TO: Students in CJ 161-003
FROM: R. B. Taylor
DATE: 3/19/03
RE: M&Ms and Central Limit theorem and z scores and so on
Here is what we did
Here are the raw data for each sample and the sample averages, after we have sorted
S # 1 2 3 4 5 AVERAGE
1 10 4 4 12 7.50 2 8 10 9 4 12 8.60 3 4 10 9 16 8 9.40 4 3 9 10 9 17 9.60 5 4 16 10 8 11 9.80 6 13 12 10 4 11 10.00 7 11 9 10 11 10.25 8 11 8 12 10.33 9 10 16 12 4 10.50 10 17 8 8 10 10 10.60 11 12 10 11 10 10 10.60 12 12 12 10 11 11.25 13 12 10 11 12 11.25 14 10 11 16 12 8 11.40 15 13 8 17 9 11.75 16 12 10 10 11 16 11.80 17 17 11 3 18 10 11.80 18 12 17 13 11 7 12.00 19 17 18 4 10 12.25 20 11 10 17 12.67
These means are supposed to be in the shape of a normal distribution. Why? Because of central limit theorem. Will explain more on that below. One way to see if this was true would be to put these into a histogram and see if we got a normal shape. We would not expect the shape to match EXACTLY because a normal curve is a theoretically expected distribution, given lots and lots and lots and lots of sample means. But let's see how we do.

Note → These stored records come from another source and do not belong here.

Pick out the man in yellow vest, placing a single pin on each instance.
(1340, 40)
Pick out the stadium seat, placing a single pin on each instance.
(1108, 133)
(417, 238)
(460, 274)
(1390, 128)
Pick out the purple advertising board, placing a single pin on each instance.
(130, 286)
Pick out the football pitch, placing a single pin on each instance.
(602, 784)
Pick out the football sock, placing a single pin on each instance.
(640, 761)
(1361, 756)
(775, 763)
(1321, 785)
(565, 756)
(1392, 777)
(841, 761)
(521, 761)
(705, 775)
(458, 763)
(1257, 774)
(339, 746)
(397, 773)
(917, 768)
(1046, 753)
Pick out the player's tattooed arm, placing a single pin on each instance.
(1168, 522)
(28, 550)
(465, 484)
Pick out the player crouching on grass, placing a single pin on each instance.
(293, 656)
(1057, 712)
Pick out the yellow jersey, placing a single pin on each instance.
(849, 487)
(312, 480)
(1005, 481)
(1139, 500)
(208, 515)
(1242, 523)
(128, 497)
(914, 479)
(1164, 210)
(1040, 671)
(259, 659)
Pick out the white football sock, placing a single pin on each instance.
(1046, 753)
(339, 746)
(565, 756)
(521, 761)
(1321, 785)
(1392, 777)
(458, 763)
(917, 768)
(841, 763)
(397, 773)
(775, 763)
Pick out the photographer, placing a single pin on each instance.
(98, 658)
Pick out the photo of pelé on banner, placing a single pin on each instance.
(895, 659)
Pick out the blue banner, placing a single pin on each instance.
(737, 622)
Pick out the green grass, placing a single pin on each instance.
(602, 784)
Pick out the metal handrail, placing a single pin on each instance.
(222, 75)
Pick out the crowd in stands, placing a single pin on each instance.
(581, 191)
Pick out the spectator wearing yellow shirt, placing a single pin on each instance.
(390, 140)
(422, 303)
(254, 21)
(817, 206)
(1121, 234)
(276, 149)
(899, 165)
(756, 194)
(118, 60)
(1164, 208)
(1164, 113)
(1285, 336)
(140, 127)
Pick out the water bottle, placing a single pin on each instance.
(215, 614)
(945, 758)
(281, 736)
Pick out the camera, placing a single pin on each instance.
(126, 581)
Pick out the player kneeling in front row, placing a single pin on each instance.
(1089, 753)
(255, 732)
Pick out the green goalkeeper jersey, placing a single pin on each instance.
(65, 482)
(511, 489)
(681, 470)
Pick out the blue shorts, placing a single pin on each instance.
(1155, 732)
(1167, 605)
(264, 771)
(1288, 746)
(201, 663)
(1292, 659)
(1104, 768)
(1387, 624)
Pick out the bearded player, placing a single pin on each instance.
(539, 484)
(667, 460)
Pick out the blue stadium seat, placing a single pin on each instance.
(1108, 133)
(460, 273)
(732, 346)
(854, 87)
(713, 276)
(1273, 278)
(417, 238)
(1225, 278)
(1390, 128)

The figure super-imposes a normal curve. How did we do? I would say not so bad. We seem to be short one "high" sample, but hey...

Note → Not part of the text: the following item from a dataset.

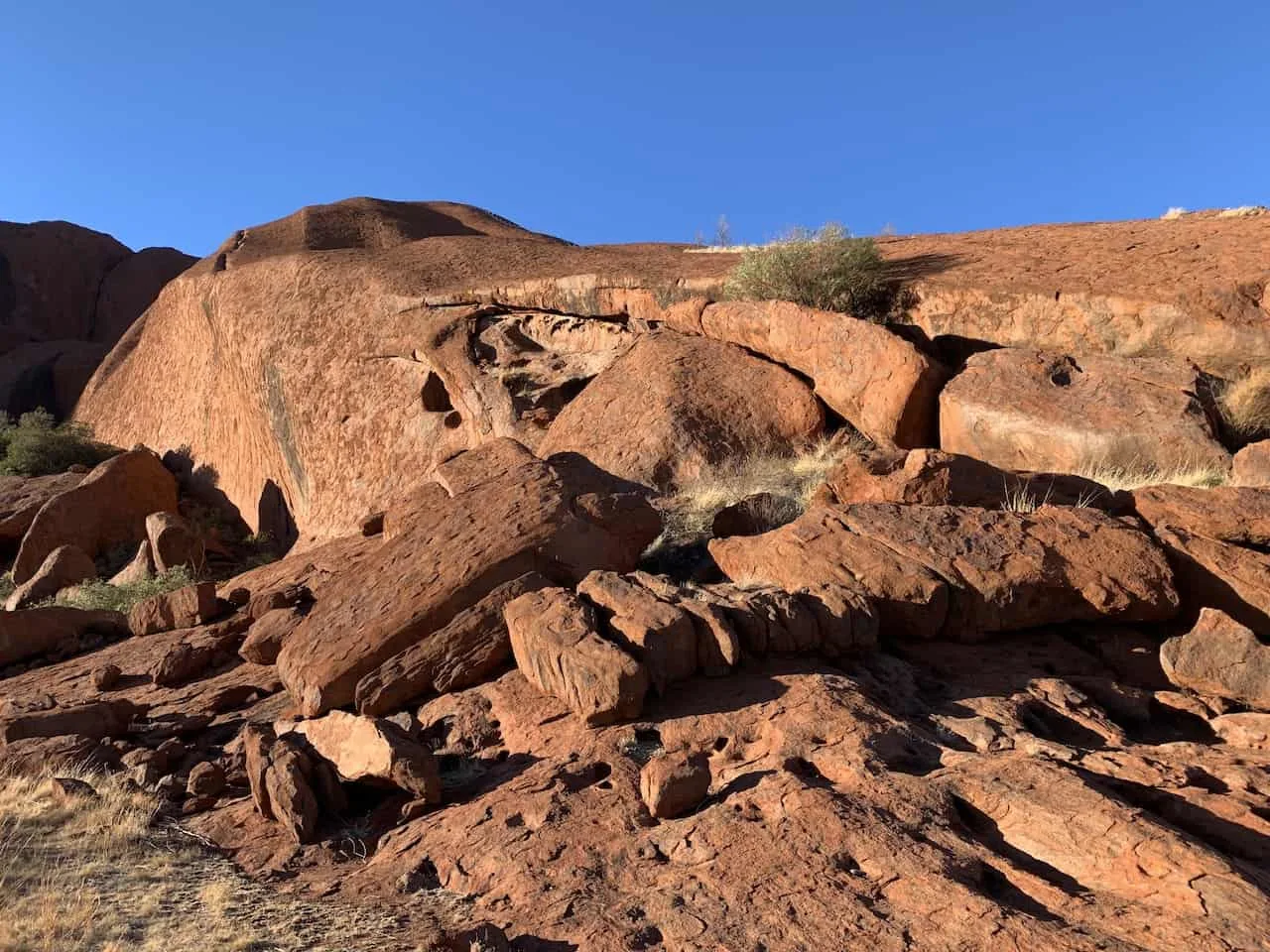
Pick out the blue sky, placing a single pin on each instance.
(177, 123)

We can calculate the mean and sd for the distribution of sample means. Those numbers are as follows:
10.6675 Average of the sample averages 1.2610 Standard deviation of the sample averages
The average of the averages is our best estimate of the POPULATION average, in the whole population of households. The standard deviation of the sampling distribution of means is the SAME THING as the STANDARD ERROR of ONE SAMPLE MEAN. Different term, same thing.
Now we can start calculating DIFFERENT RANGES in the distribution of sample means
What range? FROM: TO: mean to mean + 1 sd 10.6675 11.9285 mean to mean - 1 sd 10.6675 9.4065 mean to mean + 2 sd 10.6675 13.1895 mean to mean - 2 sd 10.6675 8.1455
Now we want to start calculating how many cases fall into various RANGES on the X (guns in household, blue m&ms) variable. We are going to look here at TWO things: what would we expect THEORETICALLY if the distribution of means perfectly matched the normal distribution, and, what do we OBSERVE. Obviously, because we only have 20 samples, and because probability theory is always about what happens in the LONG run, we are not going to expect a perfect match. But how do we do?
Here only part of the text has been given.